Templates Structure

Repository

The templates repository is a directory stored in:

  • Local filesystem.
  • Git repository.
    • It must be a root directory, not a subdirectory.
    • One git repository is one template repository.

The repository contains a manifest and directories with templates.

πŸ“‚ .keboola             - metadata directory
β”— 🟦 repository.json    - manifest, paths and versions
πŸ“‚ [template]           - template directory, see below
β”— πŸ“‚ [template version]
  β”— ...
...

Repository Manifest

All templates are listed in the repository manifest file .keboola/repository.json.

Repository manifest structure:

  • version - current major version, now 2
  • author - repository author
    • name - author name
    • url - URL to the author’s website
  • templates (array) - information about the project
    • id - template ID
    • name - a human-readable name
    • description - short description of the template
    • requirements - requirements of the project
      • backends - string[] - list of project backends, e.g., ["snowflake","bigquery"]
        • At least one must match the project backends.
      • components - string[] - list of project components, e.g., ["keboola.wr-db-snowflake"]
        • All must match the project components.
      • features - string[] - list of project features, e.g., ["foo","bar"]
        • All must match the project features.
    • categories - string[] - list of template categories, e.g., ["Data Extraction", "E-Commerce"]
      • Optional: If it is not set, the template is in the Other category.
    • deprecated - bool - default false
      • A deprecated template is excluded from the list.
      • Metadata of the deprecated template can be obtained for existing instances.
    • path - path to the template directory
      • Required if deprecated=false.
      • It must not be set for deprecated templates if deprecated=true.
    • versions (array)
      • version - semantic version
      • description - short description of the version
      • stable - is the template ready for production use?
      • path - path to the template version directory
        • Required if deprecated=false.
        • It must not be set for deprecated templates if deprecated=true.
      • components (array) - list of components used by the template

Snowflake writer

Snowflake writer (data destination) component ID differs on AWS and Azure stacks because staging storage differs.

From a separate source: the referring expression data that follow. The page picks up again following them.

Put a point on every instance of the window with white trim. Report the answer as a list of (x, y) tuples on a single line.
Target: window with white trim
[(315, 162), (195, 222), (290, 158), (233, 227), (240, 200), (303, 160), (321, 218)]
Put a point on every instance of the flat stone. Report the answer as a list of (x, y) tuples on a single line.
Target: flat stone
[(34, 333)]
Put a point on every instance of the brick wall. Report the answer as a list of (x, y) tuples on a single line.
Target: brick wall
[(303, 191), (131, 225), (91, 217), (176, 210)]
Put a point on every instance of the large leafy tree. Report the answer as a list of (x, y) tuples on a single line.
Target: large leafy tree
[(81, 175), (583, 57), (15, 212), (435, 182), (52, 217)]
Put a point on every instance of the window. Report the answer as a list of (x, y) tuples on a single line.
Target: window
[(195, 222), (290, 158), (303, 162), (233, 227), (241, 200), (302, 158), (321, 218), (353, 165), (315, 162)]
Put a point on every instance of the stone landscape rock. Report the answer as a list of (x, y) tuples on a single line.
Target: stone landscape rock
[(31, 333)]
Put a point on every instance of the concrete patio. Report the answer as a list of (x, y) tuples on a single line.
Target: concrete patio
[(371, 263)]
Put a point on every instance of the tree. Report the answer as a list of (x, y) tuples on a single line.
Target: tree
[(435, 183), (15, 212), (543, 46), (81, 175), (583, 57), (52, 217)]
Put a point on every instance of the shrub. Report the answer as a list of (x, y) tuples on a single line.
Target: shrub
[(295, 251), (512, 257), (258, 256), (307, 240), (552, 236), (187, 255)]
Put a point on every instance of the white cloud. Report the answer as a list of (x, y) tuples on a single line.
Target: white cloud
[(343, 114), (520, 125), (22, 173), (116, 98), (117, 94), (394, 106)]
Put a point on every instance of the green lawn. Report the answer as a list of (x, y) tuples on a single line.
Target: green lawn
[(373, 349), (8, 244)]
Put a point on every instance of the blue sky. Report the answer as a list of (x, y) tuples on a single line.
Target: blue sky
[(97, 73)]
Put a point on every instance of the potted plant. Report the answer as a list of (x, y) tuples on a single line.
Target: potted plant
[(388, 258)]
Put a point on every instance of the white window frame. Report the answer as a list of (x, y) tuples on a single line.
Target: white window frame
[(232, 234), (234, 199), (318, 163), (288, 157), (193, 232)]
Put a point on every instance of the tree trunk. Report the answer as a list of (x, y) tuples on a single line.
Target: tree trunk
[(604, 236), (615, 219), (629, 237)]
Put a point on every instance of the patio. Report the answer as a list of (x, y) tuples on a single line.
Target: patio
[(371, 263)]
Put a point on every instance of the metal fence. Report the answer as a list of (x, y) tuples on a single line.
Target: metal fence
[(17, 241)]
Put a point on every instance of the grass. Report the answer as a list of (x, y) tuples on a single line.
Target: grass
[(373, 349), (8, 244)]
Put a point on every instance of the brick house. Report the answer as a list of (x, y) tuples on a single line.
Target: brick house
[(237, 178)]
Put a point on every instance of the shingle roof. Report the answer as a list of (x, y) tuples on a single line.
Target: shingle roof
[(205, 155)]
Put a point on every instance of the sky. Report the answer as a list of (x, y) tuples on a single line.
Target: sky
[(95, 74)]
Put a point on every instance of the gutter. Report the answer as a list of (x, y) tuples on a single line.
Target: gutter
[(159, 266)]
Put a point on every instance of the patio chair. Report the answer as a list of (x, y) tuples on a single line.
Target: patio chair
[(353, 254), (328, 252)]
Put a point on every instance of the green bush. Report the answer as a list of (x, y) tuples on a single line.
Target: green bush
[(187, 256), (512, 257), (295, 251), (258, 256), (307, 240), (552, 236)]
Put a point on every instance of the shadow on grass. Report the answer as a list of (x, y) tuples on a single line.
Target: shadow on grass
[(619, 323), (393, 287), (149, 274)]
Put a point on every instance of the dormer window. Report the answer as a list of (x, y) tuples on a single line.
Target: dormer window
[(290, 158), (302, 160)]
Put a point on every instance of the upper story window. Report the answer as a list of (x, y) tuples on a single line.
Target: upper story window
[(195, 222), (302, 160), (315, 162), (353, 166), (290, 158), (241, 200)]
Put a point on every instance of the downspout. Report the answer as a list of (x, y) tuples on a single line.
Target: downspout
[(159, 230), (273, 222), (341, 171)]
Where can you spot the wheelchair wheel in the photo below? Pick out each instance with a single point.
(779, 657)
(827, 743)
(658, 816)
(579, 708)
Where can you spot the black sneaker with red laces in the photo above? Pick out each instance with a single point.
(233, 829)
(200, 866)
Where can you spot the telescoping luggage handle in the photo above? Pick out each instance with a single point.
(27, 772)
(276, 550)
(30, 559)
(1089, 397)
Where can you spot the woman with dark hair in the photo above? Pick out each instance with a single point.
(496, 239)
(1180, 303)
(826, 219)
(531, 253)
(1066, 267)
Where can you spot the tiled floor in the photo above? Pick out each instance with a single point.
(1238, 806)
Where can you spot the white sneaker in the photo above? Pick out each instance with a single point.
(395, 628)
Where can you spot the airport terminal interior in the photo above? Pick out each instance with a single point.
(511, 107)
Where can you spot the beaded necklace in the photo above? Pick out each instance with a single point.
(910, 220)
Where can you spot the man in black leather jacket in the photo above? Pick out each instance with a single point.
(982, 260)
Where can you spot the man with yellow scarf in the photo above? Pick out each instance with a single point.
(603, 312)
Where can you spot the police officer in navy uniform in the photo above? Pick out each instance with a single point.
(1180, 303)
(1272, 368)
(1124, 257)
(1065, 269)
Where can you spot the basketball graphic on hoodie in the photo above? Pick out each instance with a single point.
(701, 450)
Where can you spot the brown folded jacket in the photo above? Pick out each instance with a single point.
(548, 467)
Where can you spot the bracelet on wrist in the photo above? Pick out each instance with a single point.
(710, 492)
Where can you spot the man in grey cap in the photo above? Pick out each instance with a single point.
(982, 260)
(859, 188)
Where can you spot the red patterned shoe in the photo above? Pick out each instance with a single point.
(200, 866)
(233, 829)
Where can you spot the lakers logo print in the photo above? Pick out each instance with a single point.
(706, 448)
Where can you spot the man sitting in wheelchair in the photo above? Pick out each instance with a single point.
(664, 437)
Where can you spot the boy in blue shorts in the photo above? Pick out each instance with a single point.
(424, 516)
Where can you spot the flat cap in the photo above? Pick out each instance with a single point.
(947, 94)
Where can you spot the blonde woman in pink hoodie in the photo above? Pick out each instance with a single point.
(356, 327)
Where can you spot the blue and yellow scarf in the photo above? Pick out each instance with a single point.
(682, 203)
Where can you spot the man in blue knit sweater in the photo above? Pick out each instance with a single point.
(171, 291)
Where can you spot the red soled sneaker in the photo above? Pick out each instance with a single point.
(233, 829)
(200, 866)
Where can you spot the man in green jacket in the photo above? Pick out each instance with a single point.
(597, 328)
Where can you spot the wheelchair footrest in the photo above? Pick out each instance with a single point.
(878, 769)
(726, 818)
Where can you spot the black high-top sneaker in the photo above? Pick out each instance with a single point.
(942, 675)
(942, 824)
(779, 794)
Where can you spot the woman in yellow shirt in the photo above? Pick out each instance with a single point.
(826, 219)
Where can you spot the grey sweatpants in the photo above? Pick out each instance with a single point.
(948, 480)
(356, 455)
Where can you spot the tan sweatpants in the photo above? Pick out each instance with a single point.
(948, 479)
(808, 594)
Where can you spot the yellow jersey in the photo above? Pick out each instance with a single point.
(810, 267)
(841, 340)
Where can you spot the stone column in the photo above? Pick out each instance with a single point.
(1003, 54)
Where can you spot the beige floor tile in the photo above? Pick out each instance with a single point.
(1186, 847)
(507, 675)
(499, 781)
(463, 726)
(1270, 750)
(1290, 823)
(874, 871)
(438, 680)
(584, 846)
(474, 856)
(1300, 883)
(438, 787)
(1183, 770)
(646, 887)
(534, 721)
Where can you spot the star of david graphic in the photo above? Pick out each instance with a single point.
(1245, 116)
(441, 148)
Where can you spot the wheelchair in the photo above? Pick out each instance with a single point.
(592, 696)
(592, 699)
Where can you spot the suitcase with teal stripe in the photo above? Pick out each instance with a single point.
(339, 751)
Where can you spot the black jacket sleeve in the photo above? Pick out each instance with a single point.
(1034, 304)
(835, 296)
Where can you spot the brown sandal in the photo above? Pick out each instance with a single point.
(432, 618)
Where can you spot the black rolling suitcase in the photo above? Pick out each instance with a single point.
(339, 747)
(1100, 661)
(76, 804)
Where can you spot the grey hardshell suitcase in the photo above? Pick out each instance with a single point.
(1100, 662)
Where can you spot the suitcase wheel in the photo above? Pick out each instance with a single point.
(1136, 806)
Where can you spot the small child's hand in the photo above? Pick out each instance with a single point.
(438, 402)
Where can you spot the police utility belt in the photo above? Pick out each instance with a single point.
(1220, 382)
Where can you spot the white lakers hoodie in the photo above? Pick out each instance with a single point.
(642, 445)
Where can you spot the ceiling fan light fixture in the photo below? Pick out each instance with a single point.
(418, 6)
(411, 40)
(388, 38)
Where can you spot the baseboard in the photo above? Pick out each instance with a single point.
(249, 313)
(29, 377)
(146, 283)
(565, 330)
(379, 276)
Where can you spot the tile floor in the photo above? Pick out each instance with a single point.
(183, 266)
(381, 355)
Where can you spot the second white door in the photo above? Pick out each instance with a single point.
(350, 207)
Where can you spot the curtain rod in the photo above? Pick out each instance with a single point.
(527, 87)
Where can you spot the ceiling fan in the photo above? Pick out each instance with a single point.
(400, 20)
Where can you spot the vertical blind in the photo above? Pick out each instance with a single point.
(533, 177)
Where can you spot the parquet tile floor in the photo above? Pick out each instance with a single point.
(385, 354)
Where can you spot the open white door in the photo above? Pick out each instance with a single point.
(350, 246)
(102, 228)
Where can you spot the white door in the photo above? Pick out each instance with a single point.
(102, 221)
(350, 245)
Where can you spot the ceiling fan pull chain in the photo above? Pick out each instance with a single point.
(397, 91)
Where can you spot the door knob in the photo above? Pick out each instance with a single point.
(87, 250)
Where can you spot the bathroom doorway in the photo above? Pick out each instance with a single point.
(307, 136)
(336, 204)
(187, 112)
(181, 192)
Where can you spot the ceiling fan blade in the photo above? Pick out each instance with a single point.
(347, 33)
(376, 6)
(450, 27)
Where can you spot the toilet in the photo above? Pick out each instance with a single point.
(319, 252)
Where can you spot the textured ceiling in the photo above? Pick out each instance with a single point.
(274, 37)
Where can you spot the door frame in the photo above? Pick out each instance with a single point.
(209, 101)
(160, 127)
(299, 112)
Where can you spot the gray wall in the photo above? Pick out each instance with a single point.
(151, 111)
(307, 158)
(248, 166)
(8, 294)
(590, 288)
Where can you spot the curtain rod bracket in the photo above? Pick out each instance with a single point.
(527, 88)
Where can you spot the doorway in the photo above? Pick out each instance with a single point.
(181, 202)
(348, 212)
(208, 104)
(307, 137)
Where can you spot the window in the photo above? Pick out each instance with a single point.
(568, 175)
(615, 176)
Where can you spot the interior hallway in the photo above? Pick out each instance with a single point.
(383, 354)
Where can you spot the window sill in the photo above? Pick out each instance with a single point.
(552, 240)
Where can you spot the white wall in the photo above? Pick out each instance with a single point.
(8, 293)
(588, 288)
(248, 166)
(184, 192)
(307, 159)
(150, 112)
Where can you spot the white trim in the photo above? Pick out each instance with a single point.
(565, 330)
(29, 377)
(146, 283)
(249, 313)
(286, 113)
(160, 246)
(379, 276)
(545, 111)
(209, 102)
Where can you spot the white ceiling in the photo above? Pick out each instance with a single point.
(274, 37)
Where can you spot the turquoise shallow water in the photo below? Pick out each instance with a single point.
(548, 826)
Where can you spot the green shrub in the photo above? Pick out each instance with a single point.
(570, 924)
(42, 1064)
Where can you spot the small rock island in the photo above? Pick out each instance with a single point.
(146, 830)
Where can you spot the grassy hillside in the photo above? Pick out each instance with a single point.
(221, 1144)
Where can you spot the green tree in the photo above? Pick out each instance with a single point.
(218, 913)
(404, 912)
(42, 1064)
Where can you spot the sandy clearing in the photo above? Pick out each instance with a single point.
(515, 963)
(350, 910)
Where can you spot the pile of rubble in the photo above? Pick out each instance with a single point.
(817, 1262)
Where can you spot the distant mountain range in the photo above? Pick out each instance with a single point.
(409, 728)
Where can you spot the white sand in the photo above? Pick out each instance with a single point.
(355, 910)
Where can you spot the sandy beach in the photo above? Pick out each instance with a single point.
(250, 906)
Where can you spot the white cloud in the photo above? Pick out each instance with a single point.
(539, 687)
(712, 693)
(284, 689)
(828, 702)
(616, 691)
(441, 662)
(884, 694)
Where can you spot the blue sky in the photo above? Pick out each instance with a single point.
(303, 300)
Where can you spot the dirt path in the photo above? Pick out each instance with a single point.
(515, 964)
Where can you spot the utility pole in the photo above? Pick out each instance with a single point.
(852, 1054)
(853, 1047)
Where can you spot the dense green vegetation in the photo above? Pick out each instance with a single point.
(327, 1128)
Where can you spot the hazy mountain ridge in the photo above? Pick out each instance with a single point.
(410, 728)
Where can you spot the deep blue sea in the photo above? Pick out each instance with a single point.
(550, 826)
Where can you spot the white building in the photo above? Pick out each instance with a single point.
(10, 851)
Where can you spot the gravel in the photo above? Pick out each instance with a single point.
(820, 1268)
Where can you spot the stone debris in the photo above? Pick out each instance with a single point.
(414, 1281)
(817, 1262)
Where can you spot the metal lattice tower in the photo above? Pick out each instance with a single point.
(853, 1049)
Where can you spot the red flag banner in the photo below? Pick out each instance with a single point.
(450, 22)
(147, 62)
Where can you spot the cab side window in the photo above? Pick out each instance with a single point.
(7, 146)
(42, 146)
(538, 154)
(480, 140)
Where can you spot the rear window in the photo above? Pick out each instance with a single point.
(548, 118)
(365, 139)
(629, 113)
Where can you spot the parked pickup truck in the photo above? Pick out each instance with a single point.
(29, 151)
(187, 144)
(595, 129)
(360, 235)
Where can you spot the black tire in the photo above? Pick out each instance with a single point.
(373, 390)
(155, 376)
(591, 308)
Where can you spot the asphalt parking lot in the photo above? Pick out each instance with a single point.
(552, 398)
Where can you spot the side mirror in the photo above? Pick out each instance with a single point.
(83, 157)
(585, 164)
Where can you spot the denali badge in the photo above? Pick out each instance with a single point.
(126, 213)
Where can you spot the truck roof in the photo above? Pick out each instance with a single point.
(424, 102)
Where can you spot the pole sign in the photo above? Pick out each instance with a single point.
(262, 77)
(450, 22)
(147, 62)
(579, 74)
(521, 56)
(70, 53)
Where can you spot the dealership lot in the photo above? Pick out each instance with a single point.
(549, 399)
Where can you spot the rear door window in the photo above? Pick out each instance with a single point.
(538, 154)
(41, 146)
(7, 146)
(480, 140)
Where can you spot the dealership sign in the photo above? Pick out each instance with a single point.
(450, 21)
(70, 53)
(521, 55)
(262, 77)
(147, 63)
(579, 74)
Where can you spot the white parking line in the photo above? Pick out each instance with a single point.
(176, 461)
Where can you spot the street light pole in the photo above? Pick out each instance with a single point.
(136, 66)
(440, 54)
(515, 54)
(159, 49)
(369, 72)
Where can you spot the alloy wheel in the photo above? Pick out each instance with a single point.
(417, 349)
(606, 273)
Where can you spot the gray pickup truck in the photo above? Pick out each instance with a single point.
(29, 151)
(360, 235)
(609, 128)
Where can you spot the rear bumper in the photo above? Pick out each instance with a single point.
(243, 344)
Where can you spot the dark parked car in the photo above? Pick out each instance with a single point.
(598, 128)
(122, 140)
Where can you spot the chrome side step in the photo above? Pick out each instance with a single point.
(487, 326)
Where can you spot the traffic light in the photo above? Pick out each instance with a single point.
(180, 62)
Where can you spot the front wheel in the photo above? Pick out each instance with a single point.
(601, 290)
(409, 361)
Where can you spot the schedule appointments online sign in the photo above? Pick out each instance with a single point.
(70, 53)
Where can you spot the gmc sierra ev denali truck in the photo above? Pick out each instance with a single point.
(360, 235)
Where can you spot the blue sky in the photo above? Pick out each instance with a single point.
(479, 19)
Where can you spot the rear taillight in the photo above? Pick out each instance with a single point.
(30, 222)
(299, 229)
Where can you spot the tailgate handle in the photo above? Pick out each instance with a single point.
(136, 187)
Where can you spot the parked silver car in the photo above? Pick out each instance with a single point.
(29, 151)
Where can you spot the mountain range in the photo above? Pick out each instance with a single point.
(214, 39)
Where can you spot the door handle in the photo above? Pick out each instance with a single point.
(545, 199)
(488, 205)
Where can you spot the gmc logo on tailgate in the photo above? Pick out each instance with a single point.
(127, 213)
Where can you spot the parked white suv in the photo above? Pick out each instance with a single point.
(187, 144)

  • Component ID keboola.wr-db-snowflake is used for AWS stacks.
  • Component ID keboola.wr-snowflake-blob-storage is used for Azure stacks.
  • Please use:
    • Placeholder "<keboola.wr-snowflake>" in the repository.json in the components list.
    • Jsonnet function SnowflakeWriterComponentId() in Jsonnet Files.

Example

{
  "version": 2,
  "author": {
    "name": "Keboola",
    "url": "https://keboola.com"
  },
  "templates": [
    {
      "id": "my-template",
      "name": "My Template",
      "description": "Full workflow to ...",
      "path": "my-template",
      "versions": [
        {
          "version": "0.0.1",
          "description": "",
          "stable": false,
          "path": "v0"
        },
        {
          "version": "1.2.3",
          "description": "Version notes.",
          "stable": true,
          "path": "v1"
        }
      ]
    }
  ]
}

Git Integration

Creating template

  • A command to manage a repository works with local directories.
  • You can push changes into a git repository in the standard way using the git command.

Using template

  • A template can be used in a project directly from a git repository.
  • The repository must be defined in the project manifest in templates.repositories key.

Template

A template directory is stored in the repository and contains directories with template versions.

πŸ“‚ [template]
β”— πŸ“‚ [template version]
  ┣ πŸ“‚ src
  ┃ β”— πŸŸͺ inputs.jsonnet          - definition of user inputs
  ┃ ┣ πŸŸͺ manifest.jsonnet        - template manifest, object IDs and paths
  ┃ ┣ 🟩 description.md          - description which is displayed on the template detail page
  ┃ ┣ 🟩 README.md               - detailed information, changelog, ...
  ┃ β”— πŸ“‚ [component-type]        
  ┃   β”— πŸ“‚ [component-id]
  ┃     β”— πŸ“‚ [config-name]       - structure is similar to the project structure,
  ┃       ┣ πŸŸͺ config.jsonnet      but instead of JSON files, there are JSONNET templates
  ┃       ┣ πŸŸͺ meta.jsonet    
  ┃       ┣ 🟩 description.md
  ┃       ... 
  β”— πŸ“‚ tests                     -  tests directory
    ┣ πŸ“‚ [test name]
    ┃ ┣ πŸ“‚ expected-out          - expected structure of the project directory 
    ┃ ┃                            after applying the template in the test 
    ┃ β”— πŸŸͺ inputs.json           - sample inputs used to apply the template in the test
    β”— ...
...

Description

There are three types of template descriptions:

  • description field in the repository.json:
    • Short description.
    • It is displayed on the overview of all templates.
  • description.md file in the template src directory:
    • Longer description with MarkDown formatting support.
    • It is displayed on the template detail page.
  • README.md file in the template src directory:
    • Detailed information, changelog, data model …
    • It is, by default, collapsed on the template detail page in the More Details section.

Versioning

A template is identified by <repository>/<template-id>/<version>, e.g., keboola/my-template/1.2.3. Each template version is stored in a separate directory; see the directory structure.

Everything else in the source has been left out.